Science did not know the response to this puzzling query before the valiant efforts of our trio. I’ll reveal the shocking answer below, but first it’s important for you to comprehend how important the scientific enterprise is. Without science, and without massive government control of and spending on research—this grant was funded by the “Social Sciences and Humanities Research Council of Canada”—humanity would be left in the dark on such monumental questions like whether hungry people are more likely to acquire objects that cannot satisfy their hunger.
As is obvious, it would take a ton of painstaking research to answer the question. That’s what happened here. Our trio did not just do one laboratory and field study, nor only two laboratory and field studies, and not even three laboratory and field studies…but five—count ’em! FIVE—laboratory and field studies.

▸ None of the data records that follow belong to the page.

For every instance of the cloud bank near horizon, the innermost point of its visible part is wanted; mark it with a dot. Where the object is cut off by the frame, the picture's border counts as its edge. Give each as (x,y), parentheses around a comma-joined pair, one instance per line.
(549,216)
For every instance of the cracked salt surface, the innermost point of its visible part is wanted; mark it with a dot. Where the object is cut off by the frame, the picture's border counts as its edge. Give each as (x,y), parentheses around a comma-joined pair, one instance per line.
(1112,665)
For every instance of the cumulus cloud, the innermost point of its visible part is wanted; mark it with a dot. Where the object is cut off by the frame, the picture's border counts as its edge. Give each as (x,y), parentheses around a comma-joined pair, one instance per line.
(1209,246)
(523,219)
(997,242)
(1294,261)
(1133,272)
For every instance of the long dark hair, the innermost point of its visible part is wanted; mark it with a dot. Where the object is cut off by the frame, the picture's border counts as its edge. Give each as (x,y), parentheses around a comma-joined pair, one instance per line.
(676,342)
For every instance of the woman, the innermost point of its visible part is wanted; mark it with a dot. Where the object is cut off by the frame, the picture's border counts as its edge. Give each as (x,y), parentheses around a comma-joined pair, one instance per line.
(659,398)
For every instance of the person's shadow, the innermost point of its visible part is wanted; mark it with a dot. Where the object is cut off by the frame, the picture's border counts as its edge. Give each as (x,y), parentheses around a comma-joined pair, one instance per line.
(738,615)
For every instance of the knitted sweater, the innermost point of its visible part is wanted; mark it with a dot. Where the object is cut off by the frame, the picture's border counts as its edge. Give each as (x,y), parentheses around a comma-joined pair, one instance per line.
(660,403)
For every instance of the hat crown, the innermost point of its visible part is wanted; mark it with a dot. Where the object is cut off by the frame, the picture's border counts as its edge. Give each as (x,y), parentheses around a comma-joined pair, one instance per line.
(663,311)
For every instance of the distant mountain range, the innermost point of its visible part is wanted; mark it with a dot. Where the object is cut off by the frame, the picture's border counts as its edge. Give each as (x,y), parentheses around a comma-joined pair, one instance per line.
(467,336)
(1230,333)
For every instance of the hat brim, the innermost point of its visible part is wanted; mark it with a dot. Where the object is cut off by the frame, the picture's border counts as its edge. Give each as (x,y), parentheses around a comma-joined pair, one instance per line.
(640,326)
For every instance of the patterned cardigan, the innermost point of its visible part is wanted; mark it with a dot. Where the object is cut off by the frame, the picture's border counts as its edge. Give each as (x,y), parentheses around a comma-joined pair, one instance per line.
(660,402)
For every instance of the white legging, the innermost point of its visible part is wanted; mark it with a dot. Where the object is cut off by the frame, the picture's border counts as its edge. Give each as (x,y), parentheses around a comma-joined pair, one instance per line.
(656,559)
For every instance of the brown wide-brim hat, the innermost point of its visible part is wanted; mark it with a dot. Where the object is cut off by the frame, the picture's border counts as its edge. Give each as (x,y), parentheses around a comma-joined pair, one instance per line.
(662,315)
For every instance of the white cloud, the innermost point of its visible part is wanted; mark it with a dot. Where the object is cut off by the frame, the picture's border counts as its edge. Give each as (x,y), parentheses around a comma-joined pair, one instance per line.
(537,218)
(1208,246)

Now in preparing these arduous studies, our trio first reviewed previous studies on similar topics, where they learned hunger “can increase men’s preference for heavier women, who presumably have richer calorie resources”.
(This reminds me that there is one cannibal joke in this must-have new book: Uncertainty: The Soul of Modeling, Probability & Statistics.)
A word of caution: “The predicted increase in acquisition of nonfood items [drive by hunger] is not necessarily accompanied by increased liking of these items.” This is because there is a “distinction between liking and wanting” and that is because liking and wanting are “processed by different neural substrates…For example, being prevented from obtaining a desired outcome can increase the desire to obtain the outcome while reducing its attractiveness.”
Insert pop-culture reference here: Two Out of Three Ain’t Bad.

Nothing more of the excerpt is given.